The USDCAD has risen past the 100-hour MA, providing buyers with renewed optimism for further gains

    by VT Markets
    /
    Apr 22, 2025

    During the Asia-Pacific session, USDCAD fell below a key swing area, ranging from 1.38078 to 1.38499, reaching a low of 1.37808 before rebounding to 1.3845. This level aligned with the upper boundary of the swing zone established in October and November 2024.

    The price dropped again, breaching the swing area and hitting a new low of 1.37922. However, it rebounded during the European session, climbing above the swing area to an intraday high of 1.38609.

    Moving Averages and Market Behavior

    This upward move took the pair above the 100-hour moving average at 1.38463, which had served as a ceiling with previous failed attempts to break it earlier in the week. Buyers must maintain the price above this moving average to continue their momentum shift.

    Achieving this requires targeting the 200-hour moving average at 1.38828, a level not surpassed since brief pushes in early April. A sustained price above both the 100-hour and 200-hour moving averages could enhance the bullish potential, indicating a shift in short-term technical momentum favourably for buyers.

    What we’ve seen is a classic case of resistance giving way, followed by a tentative reclaim. The loonie, when paired with the greenback, initially slipped through a well-tested zone that had previously provided structure during late 2024. That range acted as a buffer for both buyers and sellers, before losing ground in a weak Asia session. Once price action broke beneath 1.3800, even briefly, it suggested that sell-side pressure still had weight. But that didn’t last.

    By London hours, buyers had pushed back effectively. The bounce took price all the way up through the upper part of the initial range and then beyond the 100-hour moving average – a level that had proven sticky several times earlier in the week. That kind of behaviour matters. When a marker like the 100-hour moving average moves from being resistance to potential support, we take notice. It’s a sign that sentiment is adjusting, even if only in the short run.

    Looking Ahead

    There is now a window of opportunity. Price has touched the 1.3860s but is still magnetised to the cluster of moving averages. Notably, the 200-hour measure remains unconquered. That line is far from arbitrary; it has marked upper bounds since early April, and so far, has rejected any attempts to move above it for more than a few hours.
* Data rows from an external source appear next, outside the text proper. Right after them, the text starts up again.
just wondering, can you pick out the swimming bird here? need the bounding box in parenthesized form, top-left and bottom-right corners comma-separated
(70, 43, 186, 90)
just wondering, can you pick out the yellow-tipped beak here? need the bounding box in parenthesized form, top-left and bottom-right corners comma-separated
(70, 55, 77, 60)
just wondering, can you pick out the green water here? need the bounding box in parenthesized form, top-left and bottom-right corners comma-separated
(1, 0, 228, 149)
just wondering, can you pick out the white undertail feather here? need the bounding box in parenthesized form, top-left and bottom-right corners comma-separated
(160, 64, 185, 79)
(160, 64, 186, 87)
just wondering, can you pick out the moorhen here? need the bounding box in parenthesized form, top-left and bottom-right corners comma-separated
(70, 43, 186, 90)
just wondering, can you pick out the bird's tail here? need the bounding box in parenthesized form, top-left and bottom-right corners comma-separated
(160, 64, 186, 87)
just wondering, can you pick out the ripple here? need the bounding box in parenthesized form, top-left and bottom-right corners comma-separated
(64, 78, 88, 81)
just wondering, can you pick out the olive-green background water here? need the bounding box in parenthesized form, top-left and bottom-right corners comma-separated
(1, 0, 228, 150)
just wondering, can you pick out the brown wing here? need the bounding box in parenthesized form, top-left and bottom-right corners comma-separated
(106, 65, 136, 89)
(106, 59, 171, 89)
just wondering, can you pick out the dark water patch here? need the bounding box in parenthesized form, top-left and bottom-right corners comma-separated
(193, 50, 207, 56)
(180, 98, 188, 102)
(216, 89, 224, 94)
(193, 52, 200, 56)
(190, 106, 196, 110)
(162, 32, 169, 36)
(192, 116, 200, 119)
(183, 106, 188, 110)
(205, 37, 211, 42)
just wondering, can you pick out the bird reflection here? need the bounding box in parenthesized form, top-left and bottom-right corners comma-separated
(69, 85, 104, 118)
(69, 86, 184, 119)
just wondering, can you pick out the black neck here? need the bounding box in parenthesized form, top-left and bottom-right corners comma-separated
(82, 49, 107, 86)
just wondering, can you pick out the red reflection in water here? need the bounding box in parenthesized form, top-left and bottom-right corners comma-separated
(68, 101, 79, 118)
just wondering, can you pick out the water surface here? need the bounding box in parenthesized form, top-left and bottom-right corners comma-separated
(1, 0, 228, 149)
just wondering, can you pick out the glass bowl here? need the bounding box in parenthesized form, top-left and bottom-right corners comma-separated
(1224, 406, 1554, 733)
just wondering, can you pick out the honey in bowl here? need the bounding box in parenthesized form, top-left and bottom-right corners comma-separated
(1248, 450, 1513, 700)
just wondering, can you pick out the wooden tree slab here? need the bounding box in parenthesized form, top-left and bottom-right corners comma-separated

If that level gives way with conviction – and holds – we’re looking at a genuine shift.

    So where do we go from here?

    As long as price sits above the 100-hour level, there are reasons to stay constructive. But that line must remain intact. If it doesn’t, we risk slipping back into the former range, where failed breakouts are common and conviction wanes. In that case, the edge gets lost quickly.

    Volume is worth watching too. Any move beyond the 200-hour average needs to be supported by higher-than-average volume to be trusted. Otherwise, it risks fading just as previous attempts have.

    The broad takeaway here is momentum. Right now, it’s starting to swing in favour of price recovery – but only just. The open in North America will provide the real test. Until then, price is hovering in a zone where intent hasn’t turned into follow-through. Hold the higher ground, and buyers may have something to build on. Lose it, and we’re back in the same range-bound indecision we’ve seen for weeks.